A ESPANHA ESQUECE QUE JÁ EXPORTOU POBRES
O embaixador espanhol no Brasil,
Ricardo Peidró Conde, precisa avisar
à polícia do aeroporto de Madri que
ela está envenenando as relações de
seu país com Pindorama. Aplicando
os critérios de admissão exigidos pela
União Européia, ela repatria 1 em cada 100 brasileiros que desembarcam
no país. Faz isso porque muitos deles
podem se transformar em trabalhadores sem documentos. Poderia
exercitar a gentileza que o embaixador espera receber dos brasileiros,
mas age com a inteligência de um parafuso.

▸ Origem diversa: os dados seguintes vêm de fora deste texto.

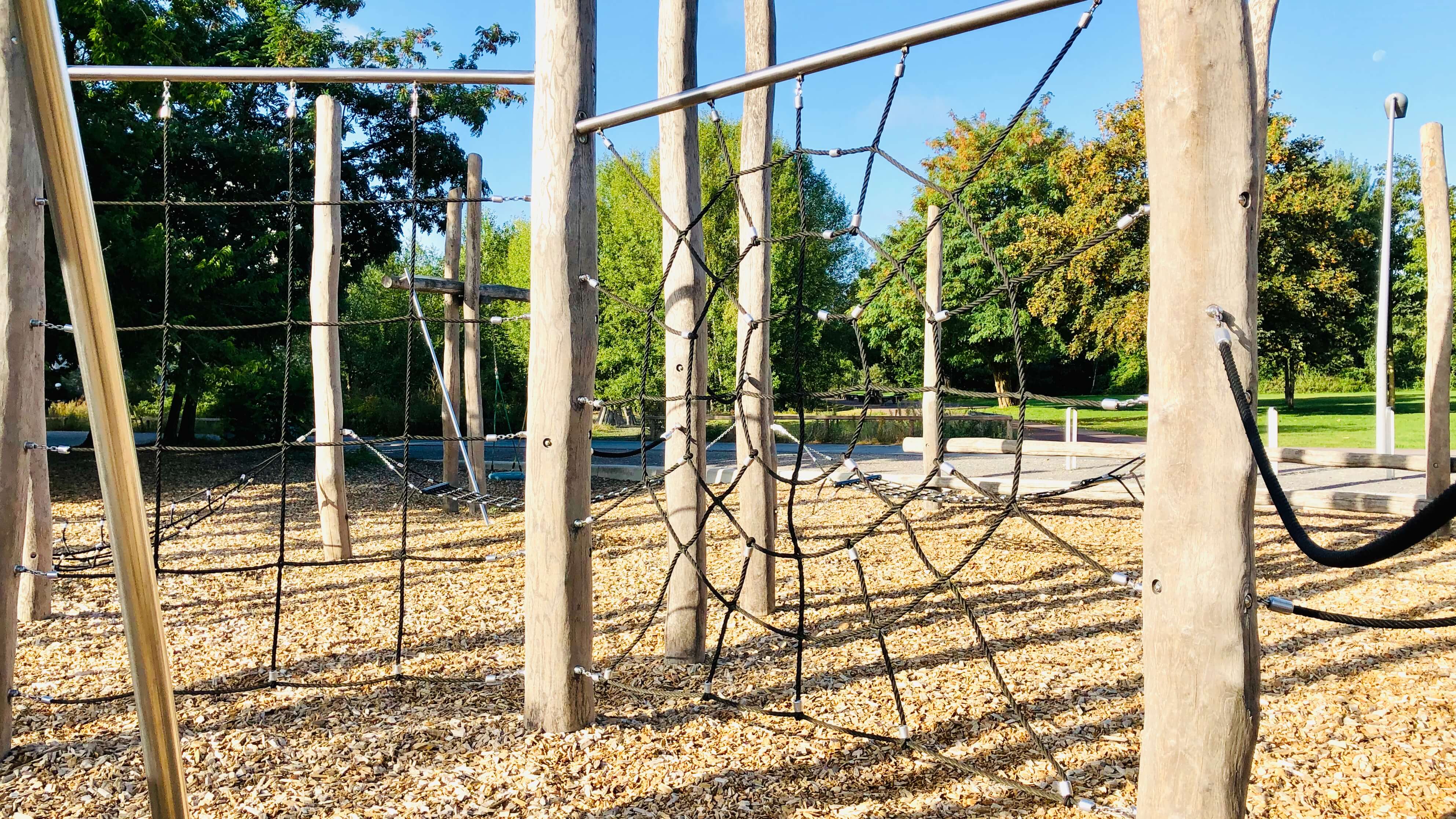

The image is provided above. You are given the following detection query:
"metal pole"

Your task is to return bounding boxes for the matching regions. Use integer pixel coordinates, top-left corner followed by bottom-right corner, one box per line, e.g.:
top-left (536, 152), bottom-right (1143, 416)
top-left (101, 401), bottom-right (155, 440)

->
top-left (1375, 93), bottom-right (1406, 453)
top-left (574, 0), bottom-right (1082, 134)
top-left (16, 0), bottom-right (188, 819)
top-left (66, 66), bottom-right (536, 86)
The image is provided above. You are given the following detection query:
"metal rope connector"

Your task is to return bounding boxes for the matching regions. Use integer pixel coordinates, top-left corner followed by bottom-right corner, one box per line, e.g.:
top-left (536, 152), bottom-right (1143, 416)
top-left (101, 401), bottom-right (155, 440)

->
top-left (1108, 571), bottom-right (1143, 595)
top-left (15, 564), bottom-right (60, 580)
top-left (1267, 597), bottom-right (1294, 614)
top-left (1102, 394), bottom-right (1152, 410)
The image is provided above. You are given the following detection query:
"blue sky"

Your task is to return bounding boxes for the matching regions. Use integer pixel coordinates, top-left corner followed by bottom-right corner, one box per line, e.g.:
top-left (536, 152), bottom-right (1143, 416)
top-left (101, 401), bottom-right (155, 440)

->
top-left (344, 0), bottom-right (1456, 232)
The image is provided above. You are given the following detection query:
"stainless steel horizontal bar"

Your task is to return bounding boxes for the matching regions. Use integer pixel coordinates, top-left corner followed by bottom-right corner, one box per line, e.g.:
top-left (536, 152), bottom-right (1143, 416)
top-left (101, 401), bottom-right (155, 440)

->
top-left (70, 66), bottom-right (536, 86)
top-left (577, 0), bottom-right (1085, 134)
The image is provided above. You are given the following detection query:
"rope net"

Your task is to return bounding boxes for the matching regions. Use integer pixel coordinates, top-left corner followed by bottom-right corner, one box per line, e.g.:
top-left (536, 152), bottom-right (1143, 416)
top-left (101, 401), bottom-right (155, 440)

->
top-left (22, 0), bottom-right (1170, 812)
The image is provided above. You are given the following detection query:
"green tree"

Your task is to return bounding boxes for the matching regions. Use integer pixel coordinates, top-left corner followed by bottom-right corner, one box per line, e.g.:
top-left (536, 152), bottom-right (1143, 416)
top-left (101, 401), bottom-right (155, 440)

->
top-left (582, 118), bottom-right (862, 411)
top-left (859, 109), bottom-right (1070, 405)
top-left (1258, 130), bottom-right (1380, 407)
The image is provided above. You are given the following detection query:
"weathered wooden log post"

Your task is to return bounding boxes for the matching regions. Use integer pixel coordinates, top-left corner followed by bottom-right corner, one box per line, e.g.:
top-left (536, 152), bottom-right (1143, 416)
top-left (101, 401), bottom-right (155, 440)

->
top-left (440, 188), bottom-right (463, 512)
top-left (737, 0), bottom-right (779, 615)
top-left (309, 93), bottom-right (354, 560)
top-left (461, 153), bottom-right (485, 495)
top-left (0, 0), bottom-right (50, 756)
top-left (524, 0), bottom-right (597, 732)
top-left (656, 0), bottom-right (707, 663)
top-left (18, 0), bottom-right (188, 804)
top-left (1421, 123), bottom-right (1452, 536)
top-left (920, 204), bottom-right (945, 512)
top-left (1137, 0), bottom-right (1274, 819)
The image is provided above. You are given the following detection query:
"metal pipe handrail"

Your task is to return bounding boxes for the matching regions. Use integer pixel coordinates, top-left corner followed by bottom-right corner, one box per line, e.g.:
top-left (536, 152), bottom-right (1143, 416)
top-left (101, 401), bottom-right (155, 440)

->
top-left (577, 0), bottom-right (1083, 134)
top-left (69, 66), bottom-right (536, 86)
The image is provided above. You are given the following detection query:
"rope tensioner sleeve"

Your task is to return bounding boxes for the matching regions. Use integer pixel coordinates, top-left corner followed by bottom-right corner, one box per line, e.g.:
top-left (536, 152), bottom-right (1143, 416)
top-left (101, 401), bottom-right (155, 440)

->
top-left (1219, 335), bottom-right (1456, 565)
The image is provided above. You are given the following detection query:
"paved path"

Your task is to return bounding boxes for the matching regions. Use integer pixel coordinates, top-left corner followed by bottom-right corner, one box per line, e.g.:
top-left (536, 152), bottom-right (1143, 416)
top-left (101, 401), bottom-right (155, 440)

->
top-left (45, 425), bottom-right (1426, 494)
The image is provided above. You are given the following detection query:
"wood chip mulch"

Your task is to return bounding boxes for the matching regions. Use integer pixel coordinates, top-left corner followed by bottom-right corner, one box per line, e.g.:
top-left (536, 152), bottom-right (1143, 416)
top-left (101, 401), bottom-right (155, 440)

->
top-left (0, 456), bottom-right (1456, 819)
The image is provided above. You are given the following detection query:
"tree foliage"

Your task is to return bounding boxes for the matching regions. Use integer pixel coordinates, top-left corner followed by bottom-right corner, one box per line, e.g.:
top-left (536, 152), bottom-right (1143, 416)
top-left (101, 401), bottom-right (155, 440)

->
top-left (48, 0), bottom-right (520, 437)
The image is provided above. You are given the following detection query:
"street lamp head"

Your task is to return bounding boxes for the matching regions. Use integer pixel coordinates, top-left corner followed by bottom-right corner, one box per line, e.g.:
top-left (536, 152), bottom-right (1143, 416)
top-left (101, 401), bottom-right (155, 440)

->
top-left (1384, 92), bottom-right (1411, 120)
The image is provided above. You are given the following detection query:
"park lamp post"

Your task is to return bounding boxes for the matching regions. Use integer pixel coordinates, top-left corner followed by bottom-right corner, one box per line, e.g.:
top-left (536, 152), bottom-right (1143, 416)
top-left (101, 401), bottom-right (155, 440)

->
top-left (1375, 93), bottom-right (1409, 452)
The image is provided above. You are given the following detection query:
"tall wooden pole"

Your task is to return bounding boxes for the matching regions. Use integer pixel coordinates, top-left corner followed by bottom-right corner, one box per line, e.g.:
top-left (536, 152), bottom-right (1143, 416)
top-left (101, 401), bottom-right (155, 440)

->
top-left (309, 93), bottom-right (354, 560)
top-left (526, 0), bottom-right (597, 732)
top-left (440, 188), bottom-right (463, 512)
top-left (1421, 123), bottom-right (1452, 519)
top-left (737, 0), bottom-right (779, 615)
top-left (0, 0), bottom-right (50, 756)
top-left (461, 153), bottom-right (485, 495)
top-left (656, 0), bottom-right (707, 663)
top-left (920, 204), bottom-right (945, 512)
top-left (1137, 0), bottom-right (1273, 819)
top-left (16, 0), bottom-right (188, 804)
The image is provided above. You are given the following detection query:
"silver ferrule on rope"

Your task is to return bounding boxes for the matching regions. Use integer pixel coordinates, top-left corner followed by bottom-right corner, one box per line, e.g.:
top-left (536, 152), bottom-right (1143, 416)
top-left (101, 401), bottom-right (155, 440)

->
top-left (1108, 571), bottom-right (1143, 595)
top-left (1117, 204), bottom-right (1153, 230)
top-left (1102, 394), bottom-right (1150, 410)
top-left (571, 666), bottom-right (611, 682)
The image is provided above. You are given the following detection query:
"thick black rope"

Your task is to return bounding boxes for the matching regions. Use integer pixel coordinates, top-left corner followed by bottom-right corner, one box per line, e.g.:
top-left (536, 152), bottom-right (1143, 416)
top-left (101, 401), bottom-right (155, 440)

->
top-left (1219, 338), bottom-right (1456, 568)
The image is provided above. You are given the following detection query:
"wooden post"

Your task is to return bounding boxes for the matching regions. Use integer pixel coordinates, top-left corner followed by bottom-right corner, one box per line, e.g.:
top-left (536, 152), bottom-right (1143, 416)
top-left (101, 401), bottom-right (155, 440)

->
top-left (15, 0), bottom-right (188, 798)
top-left (737, 0), bottom-right (779, 615)
top-left (460, 153), bottom-right (485, 495)
top-left (656, 0), bottom-right (707, 663)
top-left (309, 93), bottom-right (354, 560)
top-left (1268, 407), bottom-right (1278, 475)
top-left (920, 204), bottom-right (945, 513)
top-left (524, 0), bottom-right (597, 732)
top-left (1421, 123), bottom-right (1452, 524)
top-left (1137, 0), bottom-right (1274, 819)
top-left (440, 188), bottom-right (463, 512)
top-left (0, 0), bottom-right (51, 756)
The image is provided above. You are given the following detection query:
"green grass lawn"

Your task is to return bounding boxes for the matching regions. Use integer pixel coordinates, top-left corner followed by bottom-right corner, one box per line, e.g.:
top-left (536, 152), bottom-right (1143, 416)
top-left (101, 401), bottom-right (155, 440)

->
top-left (990, 389), bottom-right (1450, 449)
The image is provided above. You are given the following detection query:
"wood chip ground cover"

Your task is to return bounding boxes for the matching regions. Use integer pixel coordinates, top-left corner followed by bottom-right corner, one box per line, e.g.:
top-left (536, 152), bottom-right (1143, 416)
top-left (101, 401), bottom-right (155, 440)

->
top-left (0, 455), bottom-right (1456, 819)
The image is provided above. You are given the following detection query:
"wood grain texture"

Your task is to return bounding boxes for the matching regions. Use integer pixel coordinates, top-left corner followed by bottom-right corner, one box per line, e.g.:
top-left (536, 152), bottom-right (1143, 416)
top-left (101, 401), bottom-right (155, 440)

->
top-left (460, 153), bottom-right (485, 498)
top-left (920, 204), bottom-right (945, 512)
top-left (309, 93), bottom-right (354, 560)
top-left (1139, 0), bottom-right (1273, 819)
top-left (656, 0), bottom-right (707, 663)
top-left (524, 0), bottom-right (597, 732)
top-left (0, 0), bottom-right (50, 755)
top-left (1421, 123), bottom-right (1452, 510)
top-left (735, 0), bottom-right (779, 615)
top-left (439, 188), bottom-right (464, 512)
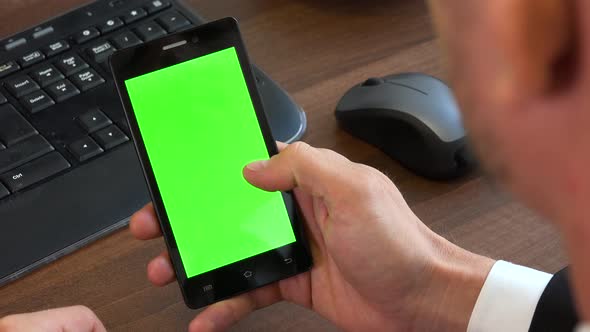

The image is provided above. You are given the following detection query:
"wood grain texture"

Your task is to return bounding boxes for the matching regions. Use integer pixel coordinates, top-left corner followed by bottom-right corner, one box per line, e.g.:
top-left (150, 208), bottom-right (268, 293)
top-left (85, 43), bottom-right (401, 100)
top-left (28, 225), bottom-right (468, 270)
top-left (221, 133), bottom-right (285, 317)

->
top-left (0, 0), bottom-right (567, 331)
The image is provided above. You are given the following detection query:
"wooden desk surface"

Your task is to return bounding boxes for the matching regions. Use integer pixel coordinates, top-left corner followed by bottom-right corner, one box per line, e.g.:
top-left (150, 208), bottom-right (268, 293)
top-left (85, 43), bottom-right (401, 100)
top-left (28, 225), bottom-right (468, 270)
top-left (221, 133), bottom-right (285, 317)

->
top-left (0, 0), bottom-right (566, 331)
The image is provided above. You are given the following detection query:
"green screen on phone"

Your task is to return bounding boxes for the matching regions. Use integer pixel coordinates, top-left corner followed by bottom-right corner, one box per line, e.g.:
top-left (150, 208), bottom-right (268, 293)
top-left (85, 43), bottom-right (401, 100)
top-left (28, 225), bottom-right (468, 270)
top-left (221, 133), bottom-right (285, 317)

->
top-left (125, 47), bottom-right (296, 278)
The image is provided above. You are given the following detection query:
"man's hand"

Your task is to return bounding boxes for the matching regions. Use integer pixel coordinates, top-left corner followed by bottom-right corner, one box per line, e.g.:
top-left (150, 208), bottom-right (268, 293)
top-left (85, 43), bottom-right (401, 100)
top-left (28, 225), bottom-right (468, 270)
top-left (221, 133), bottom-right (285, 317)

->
top-left (130, 143), bottom-right (493, 332)
top-left (0, 306), bottom-right (106, 332)
top-left (430, 0), bottom-right (590, 320)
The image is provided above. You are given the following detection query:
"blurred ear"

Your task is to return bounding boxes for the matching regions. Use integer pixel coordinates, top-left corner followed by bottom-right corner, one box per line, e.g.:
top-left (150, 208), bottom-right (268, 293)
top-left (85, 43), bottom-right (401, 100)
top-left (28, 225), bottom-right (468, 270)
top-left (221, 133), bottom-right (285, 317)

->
top-left (429, 0), bottom-right (575, 103)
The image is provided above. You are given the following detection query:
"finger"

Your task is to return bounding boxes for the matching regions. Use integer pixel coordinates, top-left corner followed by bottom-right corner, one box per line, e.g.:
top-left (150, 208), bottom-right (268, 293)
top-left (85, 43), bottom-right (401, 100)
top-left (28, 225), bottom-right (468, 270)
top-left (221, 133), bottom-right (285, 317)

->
top-left (147, 252), bottom-right (176, 287)
top-left (0, 306), bottom-right (106, 332)
top-left (189, 284), bottom-right (281, 332)
top-left (277, 141), bottom-right (289, 152)
top-left (244, 142), bottom-right (352, 196)
top-left (129, 203), bottom-right (162, 240)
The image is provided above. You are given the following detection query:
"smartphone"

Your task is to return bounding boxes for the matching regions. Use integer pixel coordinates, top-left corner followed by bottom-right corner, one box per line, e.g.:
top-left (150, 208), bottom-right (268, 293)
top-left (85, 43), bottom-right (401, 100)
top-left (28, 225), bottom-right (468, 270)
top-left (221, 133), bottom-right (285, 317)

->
top-left (111, 18), bottom-right (312, 308)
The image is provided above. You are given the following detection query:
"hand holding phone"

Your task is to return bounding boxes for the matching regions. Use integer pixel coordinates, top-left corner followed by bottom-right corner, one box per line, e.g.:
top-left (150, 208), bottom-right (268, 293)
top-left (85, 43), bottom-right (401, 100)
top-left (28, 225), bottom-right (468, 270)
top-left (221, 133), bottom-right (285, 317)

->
top-left (131, 143), bottom-right (493, 332)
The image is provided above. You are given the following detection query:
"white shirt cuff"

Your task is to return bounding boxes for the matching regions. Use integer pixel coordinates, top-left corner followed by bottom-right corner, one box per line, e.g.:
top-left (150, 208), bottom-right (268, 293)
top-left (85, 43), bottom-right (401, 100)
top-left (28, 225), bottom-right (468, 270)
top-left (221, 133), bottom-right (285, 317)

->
top-left (467, 261), bottom-right (553, 332)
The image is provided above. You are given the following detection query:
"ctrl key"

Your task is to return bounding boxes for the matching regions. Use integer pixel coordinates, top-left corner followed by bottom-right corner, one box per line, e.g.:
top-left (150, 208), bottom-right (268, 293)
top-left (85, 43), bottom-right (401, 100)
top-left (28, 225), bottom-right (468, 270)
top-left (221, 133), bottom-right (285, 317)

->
top-left (0, 183), bottom-right (10, 199)
top-left (0, 152), bottom-right (70, 192)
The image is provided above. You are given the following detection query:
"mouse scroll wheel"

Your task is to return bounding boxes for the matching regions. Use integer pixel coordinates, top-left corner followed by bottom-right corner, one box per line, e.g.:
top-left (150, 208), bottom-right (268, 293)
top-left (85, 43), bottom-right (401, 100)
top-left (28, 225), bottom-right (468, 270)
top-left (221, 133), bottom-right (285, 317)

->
top-left (362, 77), bottom-right (385, 86)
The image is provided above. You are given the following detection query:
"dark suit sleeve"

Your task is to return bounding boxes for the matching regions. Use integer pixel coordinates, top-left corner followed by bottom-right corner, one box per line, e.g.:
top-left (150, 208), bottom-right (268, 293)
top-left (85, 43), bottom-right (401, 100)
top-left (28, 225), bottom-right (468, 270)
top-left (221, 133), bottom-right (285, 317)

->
top-left (529, 269), bottom-right (578, 332)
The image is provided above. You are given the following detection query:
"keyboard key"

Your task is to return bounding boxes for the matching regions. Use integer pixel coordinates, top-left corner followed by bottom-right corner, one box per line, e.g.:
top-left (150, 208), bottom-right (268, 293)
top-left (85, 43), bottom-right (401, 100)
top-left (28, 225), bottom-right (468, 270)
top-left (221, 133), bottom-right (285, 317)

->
top-left (4, 38), bottom-right (27, 52)
top-left (33, 26), bottom-right (55, 39)
top-left (70, 69), bottom-right (104, 91)
top-left (5, 75), bottom-right (39, 98)
top-left (113, 31), bottom-right (141, 49)
top-left (74, 28), bottom-right (100, 44)
top-left (98, 17), bottom-right (125, 34)
top-left (158, 11), bottom-right (191, 32)
top-left (68, 137), bottom-right (104, 162)
top-left (135, 22), bottom-right (166, 41)
top-left (123, 8), bottom-right (147, 24)
top-left (0, 61), bottom-right (20, 78)
top-left (31, 65), bottom-right (64, 87)
top-left (0, 135), bottom-right (54, 173)
top-left (78, 107), bottom-right (112, 133)
top-left (0, 152), bottom-right (70, 192)
top-left (55, 54), bottom-right (88, 76)
top-left (92, 125), bottom-right (129, 150)
top-left (19, 51), bottom-right (45, 68)
top-left (47, 80), bottom-right (80, 103)
top-left (20, 90), bottom-right (55, 114)
top-left (0, 183), bottom-right (10, 199)
top-left (146, 0), bottom-right (170, 14)
top-left (43, 40), bottom-right (70, 57)
top-left (87, 41), bottom-right (117, 63)
top-left (0, 104), bottom-right (37, 146)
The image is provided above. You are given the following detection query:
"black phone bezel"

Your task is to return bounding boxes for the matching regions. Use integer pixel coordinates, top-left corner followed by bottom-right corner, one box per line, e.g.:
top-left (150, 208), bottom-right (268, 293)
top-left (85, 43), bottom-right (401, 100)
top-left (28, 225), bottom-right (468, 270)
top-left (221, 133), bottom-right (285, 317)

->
top-left (110, 17), bottom-right (312, 309)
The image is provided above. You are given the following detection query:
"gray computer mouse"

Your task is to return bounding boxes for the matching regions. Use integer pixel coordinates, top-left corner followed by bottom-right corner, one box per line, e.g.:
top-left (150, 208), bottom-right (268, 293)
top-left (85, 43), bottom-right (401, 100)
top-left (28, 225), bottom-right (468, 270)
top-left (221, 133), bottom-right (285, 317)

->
top-left (336, 73), bottom-right (476, 180)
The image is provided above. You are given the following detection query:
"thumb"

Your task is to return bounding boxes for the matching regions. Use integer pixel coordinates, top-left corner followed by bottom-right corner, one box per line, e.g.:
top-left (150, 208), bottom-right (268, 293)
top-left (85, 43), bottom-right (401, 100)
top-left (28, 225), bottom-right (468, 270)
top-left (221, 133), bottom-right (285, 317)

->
top-left (0, 306), bottom-right (106, 332)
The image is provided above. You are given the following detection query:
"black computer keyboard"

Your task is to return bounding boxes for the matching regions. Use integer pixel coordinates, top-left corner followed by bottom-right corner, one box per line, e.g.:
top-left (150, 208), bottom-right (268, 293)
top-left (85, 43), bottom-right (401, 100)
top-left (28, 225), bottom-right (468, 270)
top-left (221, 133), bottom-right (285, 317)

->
top-left (0, 0), bottom-right (306, 286)
top-left (0, 0), bottom-right (194, 199)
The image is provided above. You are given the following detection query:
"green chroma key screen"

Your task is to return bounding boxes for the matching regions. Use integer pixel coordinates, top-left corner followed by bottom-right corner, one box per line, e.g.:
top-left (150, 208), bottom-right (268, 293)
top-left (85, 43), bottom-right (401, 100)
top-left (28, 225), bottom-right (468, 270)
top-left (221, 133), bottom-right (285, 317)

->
top-left (125, 47), bottom-right (296, 278)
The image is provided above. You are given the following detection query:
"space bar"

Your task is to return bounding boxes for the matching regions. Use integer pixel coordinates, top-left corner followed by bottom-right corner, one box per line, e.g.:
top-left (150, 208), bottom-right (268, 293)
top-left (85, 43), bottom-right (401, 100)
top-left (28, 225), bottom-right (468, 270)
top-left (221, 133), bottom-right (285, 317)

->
top-left (0, 152), bottom-right (70, 192)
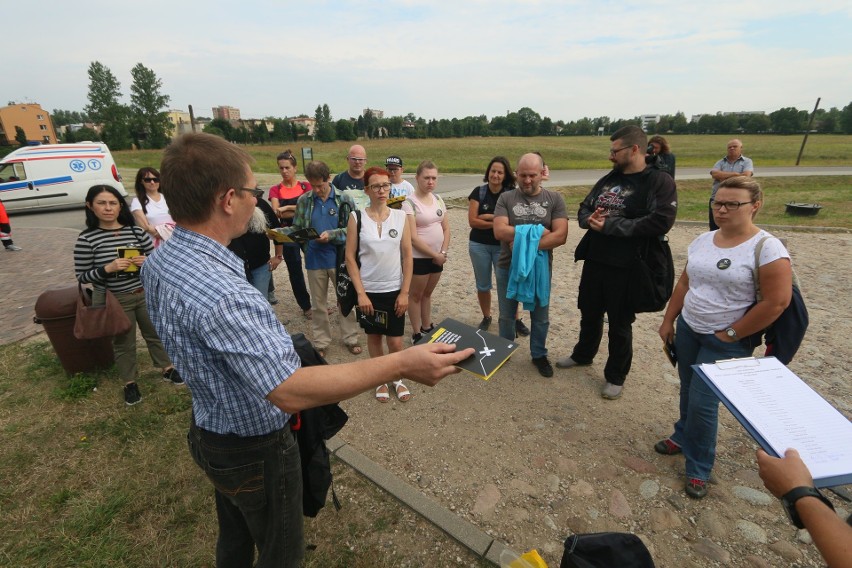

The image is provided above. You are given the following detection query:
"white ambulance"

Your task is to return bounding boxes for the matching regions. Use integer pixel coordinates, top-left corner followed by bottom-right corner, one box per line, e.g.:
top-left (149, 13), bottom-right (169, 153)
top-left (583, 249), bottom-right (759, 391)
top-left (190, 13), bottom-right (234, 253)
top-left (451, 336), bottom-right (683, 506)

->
top-left (0, 142), bottom-right (127, 211)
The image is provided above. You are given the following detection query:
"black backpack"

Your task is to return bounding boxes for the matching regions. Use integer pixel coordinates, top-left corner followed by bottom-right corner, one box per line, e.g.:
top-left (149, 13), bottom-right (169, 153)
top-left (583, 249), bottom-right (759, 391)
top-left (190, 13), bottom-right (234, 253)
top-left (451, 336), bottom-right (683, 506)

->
top-left (742, 237), bottom-right (810, 365)
top-left (559, 533), bottom-right (655, 568)
top-left (629, 235), bottom-right (674, 314)
top-left (290, 333), bottom-right (349, 517)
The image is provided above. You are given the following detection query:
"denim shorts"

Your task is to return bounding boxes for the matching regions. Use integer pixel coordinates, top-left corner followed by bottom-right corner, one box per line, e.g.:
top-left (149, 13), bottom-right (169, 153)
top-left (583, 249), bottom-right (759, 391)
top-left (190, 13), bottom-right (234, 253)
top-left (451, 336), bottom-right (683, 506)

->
top-left (467, 241), bottom-right (500, 292)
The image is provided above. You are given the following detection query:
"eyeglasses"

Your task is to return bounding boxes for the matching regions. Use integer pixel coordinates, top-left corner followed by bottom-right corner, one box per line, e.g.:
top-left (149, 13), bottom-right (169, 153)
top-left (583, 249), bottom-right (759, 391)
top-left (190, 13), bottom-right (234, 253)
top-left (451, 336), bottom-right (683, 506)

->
top-left (609, 146), bottom-right (633, 156)
top-left (240, 187), bottom-right (263, 199)
top-left (710, 199), bottom-right (754, 211)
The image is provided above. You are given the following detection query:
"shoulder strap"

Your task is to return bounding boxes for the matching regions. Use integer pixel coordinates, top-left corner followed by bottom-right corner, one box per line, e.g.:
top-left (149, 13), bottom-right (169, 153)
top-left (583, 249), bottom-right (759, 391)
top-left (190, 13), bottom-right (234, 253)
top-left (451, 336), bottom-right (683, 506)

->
top-left (751, 235), bottom-right (769, 302)
top-left (355, 209), bottom-right (361, 267)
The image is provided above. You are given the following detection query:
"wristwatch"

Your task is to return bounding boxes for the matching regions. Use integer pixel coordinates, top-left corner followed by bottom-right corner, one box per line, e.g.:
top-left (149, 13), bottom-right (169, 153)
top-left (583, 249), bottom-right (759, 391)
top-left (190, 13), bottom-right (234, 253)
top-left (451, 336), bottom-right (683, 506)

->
top-left (781, 487), bottom-right (834, 529)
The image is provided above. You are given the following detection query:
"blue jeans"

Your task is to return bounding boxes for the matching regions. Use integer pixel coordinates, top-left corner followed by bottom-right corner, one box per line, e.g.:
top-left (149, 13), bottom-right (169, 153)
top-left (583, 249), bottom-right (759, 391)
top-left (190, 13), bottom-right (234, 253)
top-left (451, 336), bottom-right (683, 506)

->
top-left (671, 317), bottom-right (751, 481)
top-left (467, 241), bottom-right (500, 292)
top-left (251, 264), bottom-right (272, 299)
top-left (187, 422), bottom-right (305, 568)
top-left (496, 267), bottom-right (550, 359)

A física Patrícia Camargo Magalhães, de 23 anos, foi deportada no
último dia 12 depois de ficar detida
por 53 horas numa sala do aeroporto.
Ela teve a infelicidade de passar por
lá a caminho de Lisboa, onde participaria de um Congresso científico.
A polícia não deu valor às suas
explicações nem a um fax de um professor da USP. Ela acha que fez o
certo, pena.
Peidró Conde talvez possa contar à
turma do aeroporto que, na história
dos dois países, foi o Brasil quem
mais acolheu miseráveis em busca de
terra e trabalho. Foram 717 mil, desde o século 19, 128 mil entre 1948 e
1972. Depois de 1910, quando o governo espanhol dissociou-se da exportação de pobres para fazendeiros rapinadores, muitos deles foram contrabandeados por Gibraltar.
A onda migratória de brasileiros é
coisa recente e tomara que acabe.
Eles seriam 70 mil só na Espanha.
A satanização dos passaportes nacionais é fruto do preconceito. Um preconceito igual ao que houve contra os espanhóis que, por pobres, eram vistos no Brasil como delinqüentes ou,
por exaltados, como anarquistas. Entre 1915 e 1918, 403 espanhóis foram
mandados às penitenciárias do Rio
de Janeiro. (Ficam fora dessa conta
os donos do Bateau Mouche que naufragou durante o Réveillon de 1988
no Rio de Janeiro, matando 55 pessoas.) Na cana de La Moraleja há apenas 40 brasileiros.